中国大陸の伝統的な思想である「大一統」が民族的な概念に置き換えられると「中華民族構想」という異民族の存在や伝統的文化の差別と破壊を肯定する思想になるのでしょう。
かつて飛鳥白鳳から奈良時代にかけての我が国の祖先たちは、統一帝国である大唐帝国からsまざまな知識、スキル、政治システムまで学んできましたが、我が国固有の文化、生活習慣にどうしてもあわない部分に関しては受け入れることはありませんでした。官吏登用試験である科挙よりも我が国では「蔭位の制度」でそれぞれ氏族の政治的なポジションが世襲的に受け継がれるシステムが維持されましたし、天皇の後宮の存在がありましたが、そこに大陸のように男性機能を去勢された官吏である宦官をおくより、側室制度も念頭においた「女房制度」が採用されたことなどに「独自性」をみることもできます。

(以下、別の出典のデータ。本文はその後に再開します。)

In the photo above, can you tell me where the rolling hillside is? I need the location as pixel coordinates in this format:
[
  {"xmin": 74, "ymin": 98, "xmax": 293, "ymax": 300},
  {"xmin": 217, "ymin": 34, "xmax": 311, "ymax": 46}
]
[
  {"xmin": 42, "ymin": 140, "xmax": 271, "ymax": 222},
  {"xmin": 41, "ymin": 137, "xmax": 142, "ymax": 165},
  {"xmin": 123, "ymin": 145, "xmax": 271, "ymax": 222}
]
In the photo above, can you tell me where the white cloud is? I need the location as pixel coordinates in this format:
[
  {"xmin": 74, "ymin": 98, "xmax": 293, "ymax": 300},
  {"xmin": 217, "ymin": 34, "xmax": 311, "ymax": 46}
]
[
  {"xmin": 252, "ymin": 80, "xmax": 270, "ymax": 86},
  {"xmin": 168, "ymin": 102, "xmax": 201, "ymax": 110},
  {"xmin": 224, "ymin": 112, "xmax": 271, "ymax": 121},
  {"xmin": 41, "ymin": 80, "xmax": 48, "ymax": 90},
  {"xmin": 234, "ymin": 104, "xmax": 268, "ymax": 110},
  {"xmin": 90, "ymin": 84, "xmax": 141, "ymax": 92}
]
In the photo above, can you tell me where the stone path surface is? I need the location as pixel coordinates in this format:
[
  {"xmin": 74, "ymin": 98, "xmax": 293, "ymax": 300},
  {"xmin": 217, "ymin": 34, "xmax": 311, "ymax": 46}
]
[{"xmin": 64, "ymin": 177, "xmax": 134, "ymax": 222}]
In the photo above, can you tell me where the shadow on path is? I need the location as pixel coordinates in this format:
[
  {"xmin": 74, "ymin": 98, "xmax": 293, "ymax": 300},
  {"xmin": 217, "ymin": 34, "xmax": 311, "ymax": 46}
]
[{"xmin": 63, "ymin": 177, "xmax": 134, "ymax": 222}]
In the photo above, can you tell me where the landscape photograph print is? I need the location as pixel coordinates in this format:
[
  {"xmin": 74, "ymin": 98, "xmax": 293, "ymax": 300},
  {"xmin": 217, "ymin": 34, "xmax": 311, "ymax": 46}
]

無批判に中国大陸、漢民族の文化、生活習慣を受け入れるのではなく、あくまで「民族独自なノウハウ」は受け継がれたわけです。
これも歴史的な教訓ですが、「隣国に大国を作らせない。」ことは、軍事的、政治的、文化的な脅威から自国を防衛するための自然発生的な知恵ともいえるでしょう。
隣国だから友好関係を優先するのではなく、隣国の政治体制が自国の存亡にどれだけ脅威になるか見極めた上で、国家の防衛戦略が構築されなければなりません。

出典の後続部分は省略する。